Determines if a ring is Cohen-Macaulay. If you pass the IsLocal parameter, this will simply call the isCM function in the Depth package, which checks whether the ring is Cohen-Macaulay at the origin.
i1 : T = ZZ/5[x,y]; |
i2 : S = ZZ/5[a,b,c,d]; |
i3 : g = map(T, S, {x^3, x^2*y, x*y^2, y^3}); o3 : RingMap T <--- S |
i4 : R = S/(ker g); |
i5 : isCohenMacaulay(R) o5 = true |
i6 : R = QQ[x,y,u,v]/(ideal(x*u, x*v, y*u, y*v)); |
i7 : isCohenMacaulay(R) o7 = false |
The function works as follows. It considers R as a quotient of an ambient polynomial ring, R = S/I. It takes a resolution of I. If the resolution has length equal to dim R - dim S, then it is Cohen-Macaulay.

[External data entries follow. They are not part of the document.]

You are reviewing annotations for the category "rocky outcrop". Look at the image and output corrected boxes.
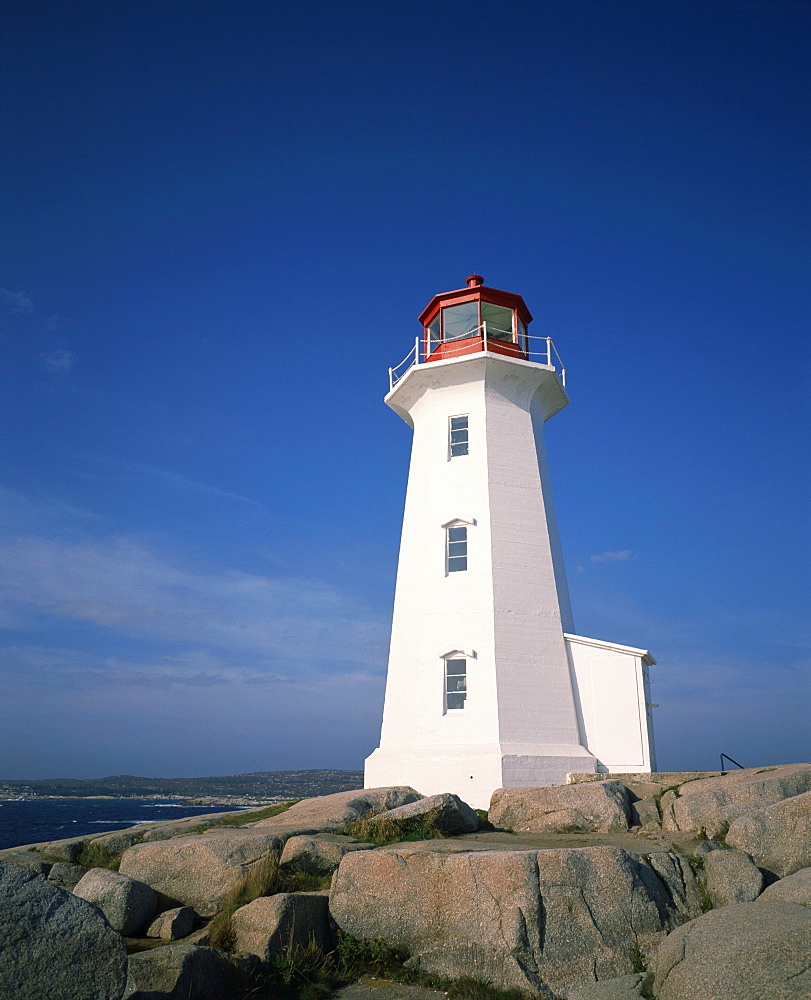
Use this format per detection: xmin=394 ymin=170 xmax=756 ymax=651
xmin=252 ymin=786 xmax=423 ymax=833
xmin=659 ymin=763 xmax=811 ymax=837
xmin=73 ymin=867 xmax=158 ymax=936
xmin=146 ymin=905 xmax=197 ymax=940
xmin=280 ymin=834 xmax=374 ymax=874
xmin=653 ymin=900 xmax=811 ymax=1000
xmin=119 ymin=828 xmax=283 ymax=916
xmin=0 ymin=860 xmax=128 ymax=1000
xmin=124 ymin=942 xmax=234 ymax=1000
xmin=230 ymin=891 xmax=332 ymax=960
xmin=48 ymin=860 xmax=90 ymax=890
xmin=701 ymin=849 xmax=763 ymax=907
xmin=758 ymin=866 xmax=811 ymax=905
xmin=725 ymin=789 xmax=811 ymax=876
xmin=489 ymin=779 xmax=631 ymax=833
xmin=365 ymin=793 xmax=480 ymax=836
xmin=330 ymin=845 xmax=700 ymax=997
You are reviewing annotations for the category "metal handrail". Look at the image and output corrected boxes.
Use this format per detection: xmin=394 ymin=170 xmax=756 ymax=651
xmin=389 ymin=326 xmax=567 ymax=390
xmin=720 ymin=753 xmax=746 ymax=774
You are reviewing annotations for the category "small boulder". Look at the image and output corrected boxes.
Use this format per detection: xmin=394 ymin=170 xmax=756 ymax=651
xmin=42 ymin=834 xmax=90 ymax=862
xmin=124 ymin=942 xmax=234 ymax=1000
xmin=630 ymin=797 xmax=660 ymax=828
xmin=366 ymin=793 xmax=479 ymax=836
xmin=73 ymin=867 xmax=158 ymax=936
xmin=252 ymin=786 xmax=423 ymax=833
xmin=758 ymin=866 xmax=811 ymax=906
xmin=489 ymin=779 xmax=631 ymax=833
xmin=230 ymin=891 xmax=332 ymax=961
xmin=653 ymin=900 xmax=811 ymax=999
xmin=146 ymin=905 xmax=197 ymax=940
xmin=119 ymin=828 xmax=283 ymax=916
xmin=48 ymin=860 xmax=90 ymax=890
xmin=702 ymin=849 xmax=764 ymax=907
xmin=725 ymin=789 xmax=811 ymax=876
xmin=0 ymin=860 xmax=128 ymax=1000
xmin=280 ymin=834 xmax=374 ymax=875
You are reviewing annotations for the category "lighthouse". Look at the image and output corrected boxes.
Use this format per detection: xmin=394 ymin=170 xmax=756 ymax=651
xmin=365 ymin=276 xmax=657 ymax=810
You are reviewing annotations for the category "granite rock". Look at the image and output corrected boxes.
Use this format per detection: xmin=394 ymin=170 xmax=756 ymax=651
xmin=660 ymin=763 xmax=811 ymax=838
xmin=73 ymin=867 xmax=158 ymax=936
xmin=330 ymin=846 xmax=700 ymax=997
xmin=119 ymin=828 xmax=283 ymax=916
xmin=702 ymin=849 xmax=764 ymax=907
xmin=366 ymin=793 xmax=479 ymax=836
xmin=230 ymin=891 xmax=332 ymax=960
xmin=758 ymin=866 xmax=811 ymax=906
xmin=280 ymin=834 xmax=375 ymax=875
xmin=489 ymin=780 xmax=631 ymax=833
xmin=653 ymin=900 xmax=811 ymax=1000
xmin=0 ymin=860 xmax=128 ymax=1000
xmin=124 ymin=942 xmax=234 ymax=1000
xmin=725 ymin=789 xmax=811 ymax=877
xmin=146 ymin=905 xmax=197 ymax=940
xmin=252 ymin=786 xmax=423 ymax=833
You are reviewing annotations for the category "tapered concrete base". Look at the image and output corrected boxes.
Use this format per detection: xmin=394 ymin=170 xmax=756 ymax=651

If the resolution has a different length, and I is homogeneous, then it is not Cohen-Macaulay. Finally, if the resolution has a different length and I is not homogeneous, the function looks at the Ext groups which compute the depth.
Warning, this function assumes that Spec R is connected. In particular, if you pass it a non-equidimensional Cohen-Macaulay ring (for example, if Spec R has two connected components of different dimensions), this function will return false.